Supporting this is when the jumpscares happen. As the fridge page notes, it's always when Roderick tries to deflect from the situation at hand and the role he played in his children's deaths. Also of note is how they seem to increase in intensity - Perry and Camille are really just "boo, in your face, gone now", while Leo falls from the sky and looks at him, and it only escalates from there.
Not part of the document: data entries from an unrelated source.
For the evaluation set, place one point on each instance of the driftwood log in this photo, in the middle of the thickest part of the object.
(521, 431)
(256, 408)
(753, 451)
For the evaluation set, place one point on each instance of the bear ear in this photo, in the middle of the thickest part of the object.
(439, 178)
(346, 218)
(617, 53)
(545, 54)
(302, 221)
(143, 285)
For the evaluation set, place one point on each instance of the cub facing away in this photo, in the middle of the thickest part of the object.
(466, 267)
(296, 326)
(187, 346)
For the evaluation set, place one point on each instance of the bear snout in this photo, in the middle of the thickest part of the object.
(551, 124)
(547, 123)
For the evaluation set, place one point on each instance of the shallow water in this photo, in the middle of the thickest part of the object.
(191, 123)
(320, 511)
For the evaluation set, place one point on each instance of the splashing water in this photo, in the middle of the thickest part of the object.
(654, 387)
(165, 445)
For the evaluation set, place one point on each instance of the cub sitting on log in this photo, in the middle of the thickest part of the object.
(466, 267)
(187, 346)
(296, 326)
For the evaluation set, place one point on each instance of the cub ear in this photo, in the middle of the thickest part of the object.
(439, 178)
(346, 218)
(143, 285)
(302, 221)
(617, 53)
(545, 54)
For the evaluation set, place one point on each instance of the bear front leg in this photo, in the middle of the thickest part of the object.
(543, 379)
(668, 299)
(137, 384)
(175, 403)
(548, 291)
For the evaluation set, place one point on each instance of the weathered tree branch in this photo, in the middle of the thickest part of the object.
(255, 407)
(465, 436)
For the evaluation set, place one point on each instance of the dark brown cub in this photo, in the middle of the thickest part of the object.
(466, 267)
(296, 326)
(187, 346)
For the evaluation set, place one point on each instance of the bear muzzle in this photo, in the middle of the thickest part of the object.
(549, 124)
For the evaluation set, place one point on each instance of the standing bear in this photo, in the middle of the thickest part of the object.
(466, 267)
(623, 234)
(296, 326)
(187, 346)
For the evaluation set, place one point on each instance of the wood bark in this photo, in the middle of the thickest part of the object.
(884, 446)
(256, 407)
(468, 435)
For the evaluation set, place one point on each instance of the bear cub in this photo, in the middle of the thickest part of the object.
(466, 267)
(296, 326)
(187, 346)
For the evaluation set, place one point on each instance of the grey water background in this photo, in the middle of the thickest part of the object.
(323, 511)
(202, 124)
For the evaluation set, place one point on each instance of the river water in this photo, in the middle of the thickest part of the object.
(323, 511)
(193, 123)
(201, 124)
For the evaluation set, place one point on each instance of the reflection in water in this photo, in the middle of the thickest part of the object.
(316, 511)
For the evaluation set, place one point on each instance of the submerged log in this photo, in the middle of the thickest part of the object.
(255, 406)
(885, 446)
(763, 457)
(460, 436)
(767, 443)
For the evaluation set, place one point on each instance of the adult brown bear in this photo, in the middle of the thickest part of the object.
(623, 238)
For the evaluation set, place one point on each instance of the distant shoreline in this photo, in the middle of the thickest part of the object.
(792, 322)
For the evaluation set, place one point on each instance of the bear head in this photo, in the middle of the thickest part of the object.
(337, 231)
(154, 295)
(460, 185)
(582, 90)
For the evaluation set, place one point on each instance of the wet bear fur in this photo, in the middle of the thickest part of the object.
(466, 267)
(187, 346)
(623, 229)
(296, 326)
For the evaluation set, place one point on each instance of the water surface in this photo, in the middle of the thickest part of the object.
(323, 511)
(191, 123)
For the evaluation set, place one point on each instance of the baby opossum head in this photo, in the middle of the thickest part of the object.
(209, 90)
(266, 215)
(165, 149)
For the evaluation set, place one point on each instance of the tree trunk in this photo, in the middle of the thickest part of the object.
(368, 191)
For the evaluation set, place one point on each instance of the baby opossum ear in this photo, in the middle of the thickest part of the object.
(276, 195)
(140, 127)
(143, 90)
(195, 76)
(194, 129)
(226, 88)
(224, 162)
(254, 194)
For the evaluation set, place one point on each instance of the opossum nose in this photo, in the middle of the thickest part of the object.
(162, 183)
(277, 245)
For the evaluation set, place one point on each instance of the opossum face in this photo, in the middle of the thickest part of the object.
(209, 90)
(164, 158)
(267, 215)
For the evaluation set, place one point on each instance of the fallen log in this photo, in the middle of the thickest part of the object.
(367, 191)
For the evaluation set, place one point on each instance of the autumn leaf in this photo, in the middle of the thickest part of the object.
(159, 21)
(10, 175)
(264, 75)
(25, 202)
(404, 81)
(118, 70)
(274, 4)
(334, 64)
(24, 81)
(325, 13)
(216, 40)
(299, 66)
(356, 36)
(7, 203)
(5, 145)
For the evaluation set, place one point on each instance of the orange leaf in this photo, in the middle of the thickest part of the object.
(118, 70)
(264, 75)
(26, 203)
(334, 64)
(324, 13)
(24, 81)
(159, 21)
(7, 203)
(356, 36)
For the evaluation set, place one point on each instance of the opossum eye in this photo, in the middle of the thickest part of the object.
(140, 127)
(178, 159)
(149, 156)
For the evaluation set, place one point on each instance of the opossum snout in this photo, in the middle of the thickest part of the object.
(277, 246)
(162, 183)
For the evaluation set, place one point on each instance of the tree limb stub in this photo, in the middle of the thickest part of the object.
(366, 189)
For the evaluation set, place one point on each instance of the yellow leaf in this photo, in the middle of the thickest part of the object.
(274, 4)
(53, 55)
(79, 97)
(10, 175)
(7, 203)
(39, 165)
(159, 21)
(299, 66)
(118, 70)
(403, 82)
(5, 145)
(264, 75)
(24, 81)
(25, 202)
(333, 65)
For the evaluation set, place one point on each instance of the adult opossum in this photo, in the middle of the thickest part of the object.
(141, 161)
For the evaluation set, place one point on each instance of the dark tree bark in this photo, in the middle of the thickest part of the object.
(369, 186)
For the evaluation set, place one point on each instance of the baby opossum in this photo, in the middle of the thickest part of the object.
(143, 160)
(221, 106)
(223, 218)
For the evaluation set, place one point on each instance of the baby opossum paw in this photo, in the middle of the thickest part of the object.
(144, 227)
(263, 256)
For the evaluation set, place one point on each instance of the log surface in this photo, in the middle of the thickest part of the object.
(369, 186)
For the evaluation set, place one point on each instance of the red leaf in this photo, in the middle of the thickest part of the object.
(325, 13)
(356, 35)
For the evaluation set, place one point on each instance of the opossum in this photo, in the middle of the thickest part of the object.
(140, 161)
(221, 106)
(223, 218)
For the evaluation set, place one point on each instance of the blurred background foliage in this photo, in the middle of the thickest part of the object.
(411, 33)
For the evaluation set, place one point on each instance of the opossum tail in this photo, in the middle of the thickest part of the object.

Et cetera.

(Annabel is a strange case, as at first one would think she wouldn't be in favor of the jumpscaring, but she only appears at the funeral and with kid Freddie, and she looks surprised when kid Freddie gets bisected. She may have not been informed about the jumpscares.)

Also, it explains the Perry scene in episode four. That scene is really, really weird - Roderick and Juno are going to have sexy time, and then boom, Perry's there and hugging Juno? And then he leans in like he's going to kiss Roderick on the lips? And then cut to Roderick in bed talking about CADASIL? And nothing like it ever happens again? The hell? It just makes more sense if it's ghosts. Perry was the most upset at Roderick when he died (presumably the rest of the kids are content in the once-an-episode jumpscares and line shots). We don't really get a read on how he felt about Juno, but it's safe to say he probably disliked her and wouldn't be above giving Roderick another metaphorical middle finger out of spite (see also: the lean).

Verna muddies the waters by saying that souls don't exist, but she tells Madeline there's an "after" to reflect in. So there's that. Given what Verna is implied to be, she might have a different understanding of what a soul is than we do.

Dupin doesn't see the ghosts because they don't care about getting a reaction out of him. Plus, it wouldn't have given him as much of a shock, since he knows how all of them died.

Roderick disliked Leo and Perry more because of their drug use
  • The whole family seems to think they're generally layabouts, but Perry gripes to Leo about how they specifically get it harder than even the other bastards, which seems to hold up - no one really likes Camille either, but most of them at least try to be civil about it. In the first episode, Juno asks Roderick if he's ready for Perry specifically, to which he looks dismayed.

When deflecting about Perry's death, Roderick says that Monty isn't a problem, which is when the jumpscare hits. Perry and Leo were no doubt on all the drugs, but Monty especially probably came easy because it's a Ligodone derivative.

Roderick dislikes them because their drug use personally reminds him of the effect Ligodone has had, even if the rest of the world doesn't have the No Consequences shield for drug use, and that dislike filters down to the rest of the family.

Leo's hallucination of Pluto's corpse wasn't Verna-related
Why would Verna randomly make Leo's hallucinations revolve around a cat to which Leo didn't actually do anything? Simple. It wasn't random, because she didn't start the hallucination. By her own behavior, it's clear she rarely if ever puts something new into motion—she just pokes and prods at what's already there. She likes seeing the consequences of the choices people make on their own. Leo's first known hallucination of the brutalized dead Pluto occured immediately after waking up from a black out drug trip. In short, it was a result of his drug abuse. It's only when he decides to cover things up and lie about yet another thing to his boyfriend that Verna appears and he begins hallucinating the replacement Pluto. This is because Verna decided to use Leo's attempt to cover up Pluto's assumedly violent murder as her Secret Test of Character for him, which he failed by continuing on his quest to cover up his believed murder of Pluto from his boyfriend. In short, Verna didn't choose to torment him with hallucinations of Pluto out of nowhere: he had the first hallucination on his own during a bad trip, and she decided to run with it, because his choices regarding that initial hallucination turned Pluto into a symbol of his dishonesty and drug abuse, issues that he refuses to correct for.